The yellow sac spider
Introduction
The yellow sack spider with the Latin name
Cheiracanthium inclusum is very common in most of the United States. The yellow sack spider is a cause of many bites in the US and a lot of house spiders are crushed on suspicion of being yellow sac spiders. Its bite corresponds to a bite from a wasp.
Bites from yellow sac spider are also often misidentified as brown recluse spider bites. The symptoms and the development of the wound are quite the same but much less severe.
Life cycle of the yellow sac spider
In the autumn the food is disappearing and the yellow sac spider seeks indoor to find food. Indoors it is often seen on walls and around different constructions. If disturbed it drops to the floor. Egg sacs are laid in corners of all sorts. The egg sacs are white and spunk with silk. The female may guard its egg sac one way of the other so one has to be careful removing egg sacs from a yellow sac spider.
During the summer when there's plenty of food the yellow sack spider prefers to live on trees, shrubs, and in low vegetation close to open expanses, such as fields. Occasionally it is found in cotton crops.
The yellow sac spider over winters as spiderlings (juveniles) and molt to the adult stage during spring. Females of the yellow sac spider covers her loosely distributed eggs with thin white silk. Adults can be found from April through November, but in the hottest month's small spiders makes up the largest proportion of the population.
How and when yellow sac spiders searches for prey
Yellow sac spiders are active in the night, where they wander around to find prey. The prey is a wide diet of arthropods, including spiders larger than themselves and even their own eggs.
The spider does not produce webs. Instead they construct sacs in protected areas. The idea of creating sacs instead of webs has given the Yellow Sac Spider its name.

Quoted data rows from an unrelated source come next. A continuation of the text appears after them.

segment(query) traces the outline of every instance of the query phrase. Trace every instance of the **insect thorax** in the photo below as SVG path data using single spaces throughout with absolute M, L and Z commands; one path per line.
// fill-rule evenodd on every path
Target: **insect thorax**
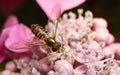
M 49 37 L 46 39 L 46 44 L 52 47 L 53 51 L 57 51 L 60 48 L 60 44 L 56 42 L 53 38 Z

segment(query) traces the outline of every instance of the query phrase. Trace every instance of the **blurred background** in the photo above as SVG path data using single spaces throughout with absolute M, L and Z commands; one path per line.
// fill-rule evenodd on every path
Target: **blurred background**
M 76 12 L 78 8 L 92 11 L 94 17 L 105 18 L 109 25 L 108 29 L 116 41 L 120 42 L 120 0 L 86 0 L 71 11 Z M 48 20 L 35 0 L 0 0 L 0 28 L 11 14 L 16 15 L 19 22 L 28 26 L 33 23 L 45 26 Z

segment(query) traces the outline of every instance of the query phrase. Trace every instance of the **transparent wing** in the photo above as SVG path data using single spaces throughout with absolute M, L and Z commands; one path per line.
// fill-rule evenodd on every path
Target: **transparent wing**
M 10 47 L 10 49 L 28 49 L 28 48 L 30 48 L 27 41 L 15 42 L 12 45 L 10 45 L 9 47 Z
M 34 47 L 42 46 L 42 45 L 44 45 L 44 42 L 35 37 L 32 40 L 24 40 L 20 42 L 15 42 L 12 45 L 10 45 L 9 48 L 19 50 L 19 49 L 30 49 L 30 48 L 34 48 Z

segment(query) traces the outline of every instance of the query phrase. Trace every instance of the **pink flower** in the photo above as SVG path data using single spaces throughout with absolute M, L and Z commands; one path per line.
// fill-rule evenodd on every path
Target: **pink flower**
M 73 74 L 73 66 L 66 60 L 56 61 L 54 65 L 54 69 L 58 73 L 58 75 L 72 75 Z
M 106 46 L 103 51 L 106 57 L 113 55 L 116 59 L 120 59 L 120 43 L 113 43 Z
M 105 42 L 111 44 L 114 42 L 114 37 L 109 33 L 108 29 L 98 28 L 95 30 L 95 40 L 98 42 Z
M 11 15 L 2 29 L 0 35 L 0 62 L 3 61 L 7 57 L 6 50 L 9 49 L 13 52 L 25 52 L 28 49 L 13 49 L 10 48 L 14 43 L 28 40 L 32 35 L 31 30 L 26 27 L 24 24 L 19 24 L 18 20 L 15 16 Z
M 12 72 L 14 72 L 14 71 L 16 71 L 16 65 L 15 65 L 15 63 L 13 62 L 13 61 L 9 61 L 9 62 L 7 62 L 7 64 L 5 65 L 5 69 L 6 70 L 10 70 L 10 71 L 12 71 Z
M 75 75 L 118 75 L 120 72 L 119 61 L 114 58 L 106 58 L 104 60 L 92 63 L 84 63 L 74 69 Z
M 56 0 L 55 6 L 58 9 L 53 8 L 50 18 L 52 20 L 53 13 L 60 15 L 61 12 L 58 11 L 63 10 L 60 1 L 62 0 Z M 120 59 L 120 43 L 113 43 L 114 36 L 109 33 L 104 19 L 93 18 L 90 11 L 82 16 L 82 12 L 83 10 L 78 10 L 78 17 L 72 12 L 63 15 L 63 18 L 60 17 L 56 34 L 56 26 L 48 21 L 47 34 L 51 37 L 56 35 L 55 40 L 61 44 L 60 49 L 55 52 L 46 44 L 37 47 L 32 45 L 31 42 L 34 43 L 35 39 L 31 38 L 33 34 L 24 24 L 15 21 L 15 25 L 8 27 L 8 23 L 2 32 L 1 51 L 4 53 L 9 49 L 14 54 L 21 54 L 22 57 L 7 63 L 1 74 L 12 71 L 12 74 L 18 75 L 119 75 L 120 61 L 116 59 Z M 59 19 L 57 15 L 55 14 L 54 18 Z M 39 40 L 36 41 L 40 44 Z M 3 53 L 1 56 L 4 56 Z M 24 56 L 27 53 L 31 55 Z M 16 73 L 17 69 L 20 71 Z
M 49 19 L 57 19 L 60 15 L 73 7 L 82 4 L 85 0 L 36 0 Z
M 74 74 L 75 75 L 82 75 L 87 71 L 87 66 L 86 65 L 81 65 L 78 66 L 77 68 L 74 69 Z
M 80 63 L 94 62 L 103 58 L 102 48 L 95 41 L 86 42 L 74 53 L 74 58 Z
M 0 62 L 2 62 L 6 57 L 7 53 L 5 52 L 6 47 L 5 47 L 5 41 L 8 38 L 8 34 L 10 29 L 15 26 L 18 23 L 18 20 L 15 16 L 11 15 L 8 17 L 6 20 L 4 27 L 2 29 L 2 32 L 0 34 Z
M 9 70 L 4 70 L 0 73 L 0 75 L 12 75 L 12 72 Z
M 5 24 L 3 25 L 2 32 L 0 34 L 0 42 L 1 42 L 0 46 L 3 45 L 3 43 L 7 39 L 10 28 L 17 24 L 18 24 L 18 20 L 14 15 L 11 15 L 7 18 Z
M 27 48 L 27 46 L 29 46 L 32 35 L 33 33 L 28 27 L 26 27 L 24 24 L 18 24 L 10 29 L 8 38 L 5 41 L 5 46 L 13 52 L 29 51 L 29 48 Z M 18 46 L 18 49 L 17 47 L 14 48 L 14 45 Z
M 38 70 L 45 74 L 53 68 L 53 61 L 49 57 L 41 59 L 38 63 Z
M 93 25 L 94 30 L 99 29 L 99 28 L 107 28 L 107 27 L 108 27 L 108 24 L 105 19 L 103 18 L 94 19 L 94 25 Z
M 95 18 L 93 21 L 93 30 L 95 31 L 95 40 L 100 42 L 103 41 L 106 44 L 114 42 L 114 36 L 109 33 L 107 29 L 107 21 L 103 18 Z
M 10 16 L 7 18 L 6 22 L 4 23 L 3 29 L 8 28 L 8 27 L 15 26 L 15 25 L 17 25 L 18 23 L 19 23 L 19 22 L 18 22 L 17 17 L 14 16 L 14 15 L 10 15 Z

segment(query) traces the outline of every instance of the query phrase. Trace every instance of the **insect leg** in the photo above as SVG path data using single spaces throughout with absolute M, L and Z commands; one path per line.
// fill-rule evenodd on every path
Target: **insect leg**
M 56 39 L 57 28 L 58 28 L 58 20 L 57 19 L 49 20 L 49 22 L 51 22 L 55 26 L 53 39 Z

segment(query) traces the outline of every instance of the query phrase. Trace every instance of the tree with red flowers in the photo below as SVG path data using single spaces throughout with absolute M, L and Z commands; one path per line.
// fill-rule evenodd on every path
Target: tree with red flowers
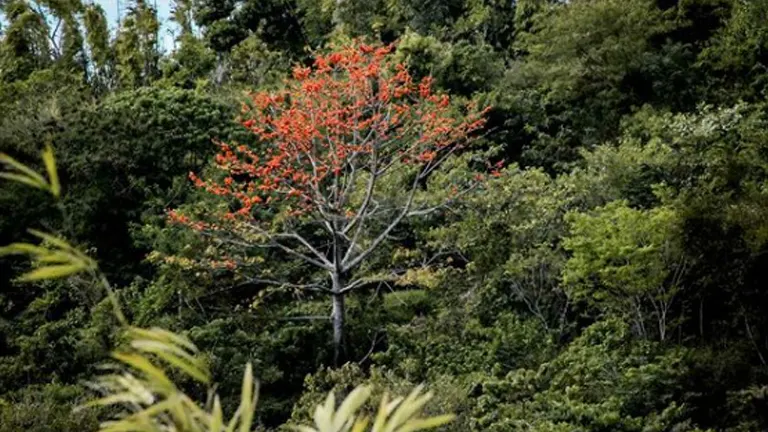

Around 30 percent of adult males get killed and consumed by females at mating. A female produces around 5 egg sacs each with around 37 eggs. They eggs are laid in a loose mass and covered with a thin coat of spun silk.
The strength of the fangs of a yellow sac spider
The chelicerae of yellow silk spiders are very powerful, and the fangs can penetrate human skin quite easily. Most bites on humans occur when people are gardening or performing other kinds of outdoor activities. The venom has mild and local cytotoxic and neurotoxic effects. No fatal incidents from encounters with the yellow sac spider have ever been recorded.
However the bite is quite painful from the outset. A person usually develops redness, swelling, and itching near the site of the bite. Redness disappears after about 72 hours and the skin heals in a week or two.
Sac spiders are the probable cause of more spider bites than any other kind of spider, and their bites are probably often misdiagnosed as brown recluse bites by health care providers.
Preventing spider bites
If you want to prevent you and your family from yellow sac spider bites you can take certain measures. First of all you can shake your clothes before getting dressed. Also you can wear pre inspected clothes when doing garden work or handling firewood etc. Also, by removing your bed from the wall you can minimize the risk of close encounters with the yellow sac spider while asleep.
To protect your house from yellow sac spiders you can install tight fitting screens on windows and doors. You can also seal any crack or crevice a spider can fit into or get access to your house through. Installing yellow light on your front and back porch might also attract fewer insects, which are food for most if not all spiders.
If you want to go further you can remove any kind of debris near the foundation of your house. You can make a tight cleaning schedule in your house or apartment to get rid of insects etc. that will attract spiders (which by the way are not insects) because insects are prey.